Ya está más lejos. Ha atravesado la fugaz ciudad nocturna tan apesadumbrada de iglesias cerradas y tabernas abiertas, de luces eléctricas oscilantes y de esos coches que se lanzan a toda velocidad en estas horas, por la confluencia de las grandes vías como conducidos por suicidas lúcidos, autos descapotables abiertos en las noches frías para que se vea la cabellera rubia de la mujer de precio 0 su estola de visón, autos plateados de marcas caras cerrados para que no se vea la máscara de la brutalidad ebria de los grandes, autos inmensos, potentísimos, con formas de elegantes cetáceos que caminan lentamente, contoneándose con balanceo de lujuria tras otra que ha salido del bar de nombre famoso y que espera sólo que la noche se haga más cerrada para decidir sin esfuerzo de la portezuela de mandos automáticos, autos lanzados como proyectiles hacia un futuro de placer tangible. Desde la puerta de los hoteles le ha golpeado el calor como de boca próxima, pero no lo ha advertido porque iba hundido en su vagoroso racionalismo. Pero ahora si, se detiene y mira pasar los autos y siente el especial ruido de los neumáticos de buena calidad al despegarse de los adoquines por la noche, cuando no pasa más que un auto por la inmensa extensión desértica de la plaza con una fuente tirada por leones. Y sigue hacia. el café, también caliente, con calor distinto del calor de los grandes hoteles que es calor de cuerpo de cortesana, con calor alegre de jóvenes que gritan que es calor de cuerpo de guardia.

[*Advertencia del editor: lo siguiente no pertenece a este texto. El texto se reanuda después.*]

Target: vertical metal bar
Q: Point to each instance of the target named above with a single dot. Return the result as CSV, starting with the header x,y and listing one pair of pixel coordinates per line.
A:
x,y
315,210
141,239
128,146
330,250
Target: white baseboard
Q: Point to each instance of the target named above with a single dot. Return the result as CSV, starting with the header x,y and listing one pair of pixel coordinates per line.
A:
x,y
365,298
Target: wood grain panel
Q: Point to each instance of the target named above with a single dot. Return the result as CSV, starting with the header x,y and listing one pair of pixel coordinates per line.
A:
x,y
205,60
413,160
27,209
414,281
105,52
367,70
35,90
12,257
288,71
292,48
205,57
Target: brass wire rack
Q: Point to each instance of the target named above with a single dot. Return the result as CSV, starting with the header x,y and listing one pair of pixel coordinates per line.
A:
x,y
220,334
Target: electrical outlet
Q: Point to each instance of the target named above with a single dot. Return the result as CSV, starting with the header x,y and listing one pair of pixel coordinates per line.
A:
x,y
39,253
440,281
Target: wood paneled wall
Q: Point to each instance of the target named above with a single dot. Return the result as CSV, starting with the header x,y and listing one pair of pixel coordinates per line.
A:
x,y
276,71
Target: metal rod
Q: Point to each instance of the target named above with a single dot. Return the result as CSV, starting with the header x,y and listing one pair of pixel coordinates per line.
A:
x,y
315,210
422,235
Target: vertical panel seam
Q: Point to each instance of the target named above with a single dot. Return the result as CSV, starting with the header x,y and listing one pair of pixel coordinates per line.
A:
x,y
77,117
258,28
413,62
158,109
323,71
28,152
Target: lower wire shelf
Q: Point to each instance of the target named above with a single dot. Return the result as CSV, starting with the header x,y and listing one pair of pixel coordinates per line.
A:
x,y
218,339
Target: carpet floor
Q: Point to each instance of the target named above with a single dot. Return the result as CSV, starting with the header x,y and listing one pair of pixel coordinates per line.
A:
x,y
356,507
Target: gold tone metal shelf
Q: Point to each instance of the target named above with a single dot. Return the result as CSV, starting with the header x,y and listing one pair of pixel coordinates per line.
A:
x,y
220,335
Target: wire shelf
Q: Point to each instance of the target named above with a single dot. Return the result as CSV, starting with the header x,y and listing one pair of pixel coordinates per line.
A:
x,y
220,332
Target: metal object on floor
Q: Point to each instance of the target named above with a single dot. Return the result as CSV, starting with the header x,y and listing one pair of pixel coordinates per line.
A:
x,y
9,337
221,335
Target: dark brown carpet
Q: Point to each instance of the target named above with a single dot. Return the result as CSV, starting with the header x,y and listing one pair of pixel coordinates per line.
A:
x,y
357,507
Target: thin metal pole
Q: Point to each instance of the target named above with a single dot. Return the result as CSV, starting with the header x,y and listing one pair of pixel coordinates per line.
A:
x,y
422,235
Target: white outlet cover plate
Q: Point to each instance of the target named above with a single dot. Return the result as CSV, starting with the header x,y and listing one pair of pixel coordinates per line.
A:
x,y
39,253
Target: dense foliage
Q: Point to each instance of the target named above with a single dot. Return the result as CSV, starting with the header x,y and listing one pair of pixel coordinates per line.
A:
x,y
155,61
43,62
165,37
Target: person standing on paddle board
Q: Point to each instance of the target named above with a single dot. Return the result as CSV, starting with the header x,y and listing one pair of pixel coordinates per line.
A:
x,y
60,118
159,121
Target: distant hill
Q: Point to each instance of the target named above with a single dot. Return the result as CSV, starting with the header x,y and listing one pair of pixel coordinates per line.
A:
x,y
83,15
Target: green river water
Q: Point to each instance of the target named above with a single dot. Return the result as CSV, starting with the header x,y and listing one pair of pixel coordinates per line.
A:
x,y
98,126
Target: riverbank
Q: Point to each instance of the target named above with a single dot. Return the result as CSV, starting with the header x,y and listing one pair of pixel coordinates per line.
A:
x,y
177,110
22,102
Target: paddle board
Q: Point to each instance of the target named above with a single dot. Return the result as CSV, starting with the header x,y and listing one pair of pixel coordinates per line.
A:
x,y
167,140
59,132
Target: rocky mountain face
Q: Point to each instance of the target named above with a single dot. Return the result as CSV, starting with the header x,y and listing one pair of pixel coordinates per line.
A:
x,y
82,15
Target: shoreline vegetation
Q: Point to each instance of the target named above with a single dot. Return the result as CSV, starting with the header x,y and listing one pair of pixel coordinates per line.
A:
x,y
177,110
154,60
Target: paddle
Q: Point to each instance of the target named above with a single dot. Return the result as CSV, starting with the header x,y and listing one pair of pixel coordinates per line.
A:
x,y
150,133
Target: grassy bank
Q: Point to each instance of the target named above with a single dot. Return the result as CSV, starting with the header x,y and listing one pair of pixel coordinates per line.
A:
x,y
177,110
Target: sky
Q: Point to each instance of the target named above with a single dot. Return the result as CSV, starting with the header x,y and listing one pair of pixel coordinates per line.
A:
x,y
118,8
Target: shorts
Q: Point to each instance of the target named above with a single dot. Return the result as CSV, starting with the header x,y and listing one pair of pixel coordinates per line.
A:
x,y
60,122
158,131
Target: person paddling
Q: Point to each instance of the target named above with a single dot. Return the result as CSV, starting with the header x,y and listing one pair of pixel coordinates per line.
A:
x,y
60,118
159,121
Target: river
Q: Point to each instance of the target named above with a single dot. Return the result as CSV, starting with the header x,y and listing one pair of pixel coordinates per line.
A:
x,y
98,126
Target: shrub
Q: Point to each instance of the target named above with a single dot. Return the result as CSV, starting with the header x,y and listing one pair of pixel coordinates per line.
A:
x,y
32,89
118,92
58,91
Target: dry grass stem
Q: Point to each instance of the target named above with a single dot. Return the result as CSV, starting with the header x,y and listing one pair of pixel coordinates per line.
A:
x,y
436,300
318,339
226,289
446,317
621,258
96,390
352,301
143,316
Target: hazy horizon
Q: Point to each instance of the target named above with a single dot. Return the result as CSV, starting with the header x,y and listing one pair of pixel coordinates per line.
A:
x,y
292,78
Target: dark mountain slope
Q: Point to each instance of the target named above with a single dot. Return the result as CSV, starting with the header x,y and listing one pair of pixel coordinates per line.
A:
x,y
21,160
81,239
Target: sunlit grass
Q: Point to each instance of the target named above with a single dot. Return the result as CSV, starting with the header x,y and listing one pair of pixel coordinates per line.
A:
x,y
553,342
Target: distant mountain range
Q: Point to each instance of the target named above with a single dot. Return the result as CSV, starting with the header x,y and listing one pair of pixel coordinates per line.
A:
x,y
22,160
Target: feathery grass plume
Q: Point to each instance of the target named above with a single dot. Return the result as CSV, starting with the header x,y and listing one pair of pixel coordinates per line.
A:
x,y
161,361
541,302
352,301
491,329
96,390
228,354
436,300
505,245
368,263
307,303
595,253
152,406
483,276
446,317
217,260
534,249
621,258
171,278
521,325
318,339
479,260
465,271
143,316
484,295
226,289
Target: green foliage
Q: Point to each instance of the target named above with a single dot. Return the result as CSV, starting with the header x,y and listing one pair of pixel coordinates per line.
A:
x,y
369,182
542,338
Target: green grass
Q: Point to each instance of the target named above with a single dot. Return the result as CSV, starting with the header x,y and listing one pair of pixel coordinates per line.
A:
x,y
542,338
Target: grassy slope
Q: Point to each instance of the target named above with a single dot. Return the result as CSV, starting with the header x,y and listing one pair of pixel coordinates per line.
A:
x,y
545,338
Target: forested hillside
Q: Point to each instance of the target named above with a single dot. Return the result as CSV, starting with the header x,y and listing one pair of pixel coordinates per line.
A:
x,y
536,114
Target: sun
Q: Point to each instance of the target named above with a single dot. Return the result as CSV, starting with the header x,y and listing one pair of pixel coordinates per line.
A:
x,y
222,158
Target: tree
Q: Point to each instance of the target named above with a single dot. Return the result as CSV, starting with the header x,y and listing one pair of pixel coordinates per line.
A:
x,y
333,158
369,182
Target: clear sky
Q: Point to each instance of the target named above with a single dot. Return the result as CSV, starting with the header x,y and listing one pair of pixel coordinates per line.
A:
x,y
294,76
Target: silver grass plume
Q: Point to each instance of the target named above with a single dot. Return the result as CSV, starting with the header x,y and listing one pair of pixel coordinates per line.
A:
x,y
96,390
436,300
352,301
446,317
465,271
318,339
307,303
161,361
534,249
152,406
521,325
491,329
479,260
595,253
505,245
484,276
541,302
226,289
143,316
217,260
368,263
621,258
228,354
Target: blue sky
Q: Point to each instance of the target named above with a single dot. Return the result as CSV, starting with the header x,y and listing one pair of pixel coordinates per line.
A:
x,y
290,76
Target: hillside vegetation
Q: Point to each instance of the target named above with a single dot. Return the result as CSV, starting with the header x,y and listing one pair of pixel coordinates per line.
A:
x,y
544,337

En cuanto entra, comprende que está equivocado, que venir a este café era precisamente lo que no le apetecía, que él prefería haber seguido evocando fantasmas de hombres que derramaron sus propios cánceres sobre papeles blancos. Pero ya está allí y la naturaleza adherente del octopus lo detiene. Su pico gritón ha comenzado a cantar. Su rostro blando y múltiple, continuo y siempre renovado le contempla. Ya ha saludado, ya escucha, ya las ventosas se le adhieren inevitablemente. Ya está incorporado a una comunidad de la que, a pesar de todo, forma parte y de la que no podrá deshacerse con facilidad. Al entrar allí, la ciudad —con una de sus conciencias más agudas— de él ha tomado nota: existe.